Foto colorida de Mario FriasFoto: Reprodução/Redes sociais
Raphael Nogueira Felix
13 de setembro de 202612:29
Atualizado agora há pouco às 15:29

O ministro do Supremo Tribunal Federal Flávio Dino derrubou o sigilo de um documento da Polícia Civil de São Paulo que aponta o deputado federal Mario Frias (PL) como agente central de um suposto esquema de fraude contratual, emprego irregular de verbas públicas e lavagem de dinheiro. A decisão foi tomada neste domingo (13/9).

De acordo com a investigação, foram analisadas movimentações financeiras envolvendo o parlamentar, o Instituto Conhecer Brasil (ICB), a empresa Complexsys e a Academia Nacional de Cultura (ANC). O inquérito apura o destino de emendas parlamentares destinadas a empresas paulistas.

O deputado é apontado como participante ativo da engrenagem financeira sob investigação, com movimentações consideradas incompatíveis com sua capacidade econômica conhecida. O ICB, presidido pela empresária Karina Gama, teria contratado empresas para prestar serviços técnicos, mas os recursos retornariam ao próprio instituto.

Na decisão, Flávio Dino afirma que há fortes indícios de uma única organização criminosa, estruturada para captar, disseminar e ocultar recursos provenientes de verbas públicas, na qual o deputado federal Mário Frias figura como agente central. O magistrado também menciona que o parlamentar ocuparia papel de liderança na suposta arquitetura criminosa.

«Há a alusão reiterada, no itinerário delituoso, a um deputado federal, o Sr.
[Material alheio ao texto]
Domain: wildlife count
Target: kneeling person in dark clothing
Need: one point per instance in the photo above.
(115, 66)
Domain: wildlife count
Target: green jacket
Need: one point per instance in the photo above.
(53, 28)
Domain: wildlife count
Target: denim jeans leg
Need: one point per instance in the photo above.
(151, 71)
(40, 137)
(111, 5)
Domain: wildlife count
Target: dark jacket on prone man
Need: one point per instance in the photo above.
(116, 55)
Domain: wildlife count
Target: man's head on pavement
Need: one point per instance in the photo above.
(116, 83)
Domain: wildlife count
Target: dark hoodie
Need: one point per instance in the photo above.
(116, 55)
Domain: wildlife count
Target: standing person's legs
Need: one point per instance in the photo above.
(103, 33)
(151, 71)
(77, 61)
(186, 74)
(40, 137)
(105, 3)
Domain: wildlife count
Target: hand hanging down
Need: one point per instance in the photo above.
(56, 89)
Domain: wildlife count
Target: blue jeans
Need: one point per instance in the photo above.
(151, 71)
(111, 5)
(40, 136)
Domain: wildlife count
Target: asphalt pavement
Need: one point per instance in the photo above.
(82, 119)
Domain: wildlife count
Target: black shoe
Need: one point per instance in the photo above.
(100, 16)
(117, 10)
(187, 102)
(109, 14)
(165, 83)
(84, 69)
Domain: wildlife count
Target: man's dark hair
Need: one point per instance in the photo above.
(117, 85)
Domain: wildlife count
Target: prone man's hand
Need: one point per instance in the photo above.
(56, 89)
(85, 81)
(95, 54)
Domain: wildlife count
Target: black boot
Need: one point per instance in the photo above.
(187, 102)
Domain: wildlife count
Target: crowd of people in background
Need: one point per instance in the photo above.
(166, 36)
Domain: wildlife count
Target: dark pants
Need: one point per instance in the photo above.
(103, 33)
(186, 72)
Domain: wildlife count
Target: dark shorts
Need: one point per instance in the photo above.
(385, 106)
Mário Frias, que – no terreno hipotético da investigação – ocuparia um papel de liderança na suposta arquitetura criminosa», escreveu Dino.

O ministro determinou que o secretário de Segurança de São Paulo entregue à Polícia Federal todo o material extraído dos celulares das pessoas físicas e jurídicas investigadas, apreendidos em junho deste ano. A medida amplia o escopo da apuração, que agora passa a contar com o apoio da PF.

A investigação também envolve a produtora Go Up Entertainment, responsável pelo filme Dark Horse, cinebiografia do ex-presidente Jair Bolsonaro. Karina Gama é sócia da empresa, segundo os autos.

O Metrópoles entrou em contato com a assessoria do deputado Mario Frias e aguarda retorno. O espaço permanece aberto para manifestações.

O caso segue em apuração e não há condenação definitiva. As informações são baseadas em documentos judiciais e investigativos tornados públicos neste domingo.